I bought a carport to use as a goat barn.
It is 18x21. I got 2 sides included, so all I needed to do was finish the front and back.
I am also going to divide the inside into two loafing areas and a milking area along with a 6x6 kid stall.
Here's my progress so far.


----------



## SheepGirl (Feb 27, 2012)

Good idea


----------



## hcppam (Feb 27, 2012)

very nice!


----------



## marlowmanor (Feb 27, 2012)

DH and I have thought about getting an old carport and using it as a goat shelter. Definately will be following this thread.


----------



## GLENMAR (Feb 28, 2012)

Thanks. We are going to finish the inside next. May wait to finish the top of the front until after the summer heat.
I will post pictures of the progress.


----------



## GLENMAR (Jun 13, 2012)

Here's the inside of the barn so far. I am leaving the ends fairly open at least until winter.

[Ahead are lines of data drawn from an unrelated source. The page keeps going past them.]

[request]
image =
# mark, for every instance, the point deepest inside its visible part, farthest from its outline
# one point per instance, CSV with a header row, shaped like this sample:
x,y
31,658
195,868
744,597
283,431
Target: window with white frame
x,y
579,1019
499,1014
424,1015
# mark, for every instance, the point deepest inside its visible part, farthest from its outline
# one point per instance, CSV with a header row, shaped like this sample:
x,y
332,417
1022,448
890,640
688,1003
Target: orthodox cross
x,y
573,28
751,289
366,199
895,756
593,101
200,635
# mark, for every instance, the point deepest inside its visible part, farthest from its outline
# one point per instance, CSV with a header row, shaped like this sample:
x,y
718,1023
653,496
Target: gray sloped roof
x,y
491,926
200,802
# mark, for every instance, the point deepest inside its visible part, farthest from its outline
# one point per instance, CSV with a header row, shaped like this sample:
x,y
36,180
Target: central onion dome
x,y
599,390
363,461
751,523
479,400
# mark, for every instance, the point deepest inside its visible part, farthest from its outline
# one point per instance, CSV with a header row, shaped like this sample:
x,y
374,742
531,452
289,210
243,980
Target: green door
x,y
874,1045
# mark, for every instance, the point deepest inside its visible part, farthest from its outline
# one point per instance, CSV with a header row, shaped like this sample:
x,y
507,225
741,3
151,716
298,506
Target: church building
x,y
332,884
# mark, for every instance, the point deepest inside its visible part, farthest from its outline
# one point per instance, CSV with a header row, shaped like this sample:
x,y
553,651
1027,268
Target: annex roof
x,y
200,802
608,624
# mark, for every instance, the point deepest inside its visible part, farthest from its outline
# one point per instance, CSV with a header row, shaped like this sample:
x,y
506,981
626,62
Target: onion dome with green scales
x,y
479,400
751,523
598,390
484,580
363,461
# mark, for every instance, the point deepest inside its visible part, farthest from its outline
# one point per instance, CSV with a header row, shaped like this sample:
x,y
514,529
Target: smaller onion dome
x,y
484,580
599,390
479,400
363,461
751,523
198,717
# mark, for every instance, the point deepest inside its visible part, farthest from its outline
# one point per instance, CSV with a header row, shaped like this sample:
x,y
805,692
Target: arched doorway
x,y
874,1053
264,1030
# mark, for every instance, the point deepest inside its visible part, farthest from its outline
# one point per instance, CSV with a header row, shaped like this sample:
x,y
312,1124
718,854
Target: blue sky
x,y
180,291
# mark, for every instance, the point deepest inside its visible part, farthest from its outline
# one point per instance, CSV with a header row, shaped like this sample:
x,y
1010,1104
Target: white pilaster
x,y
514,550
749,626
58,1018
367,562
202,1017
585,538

Iris looking into milking area from one of the two loafing stalls.





Stella was in the milking area looking into the loafing stall. I am going to brick in the floor of the milking area.





Loafing stall





Second loafing stall with hay rack.


----------



## Catahoula (Jun 13, 2012)

GLENMAR said:
			
		

> Here's the inside of the barn so far. I am leaving the ends fairly open at least until winter.
> 
> 
> Iris looking into milking area from one of the two loafing stalls.
> ...


Thanks for updating your carport/barn.


----------



## hcppam (Jun 14, 2012)

You have really done a great job!


----------



## TTs Chicks (Jun 14, 2012)

very nice - I would love to do this.


----------



## SheepGirl (Jun 14, 2012)

It's really looking spiffy!


----------



## Straw Hat Kikos (Jun 14, 2012)

Very nice!! I know someone that used a cinder-block car port (it's like a 1 1/2 car carport) and made it into a chicken coop. It's all closed in with cinder-blocks (except the font, of course) and has a concrete pad, which makes it pretty easy to clean.


----------



## GLENMAR (Jun 14, 2012)

Thanks. We still have a little work to do on it.


----------



## autumnprairie (Jun 14, 2012)

I love it


----------



## Mossy Stone Farm (Jun 15, 2012)

what a great idea, i love it...It looks great!


----------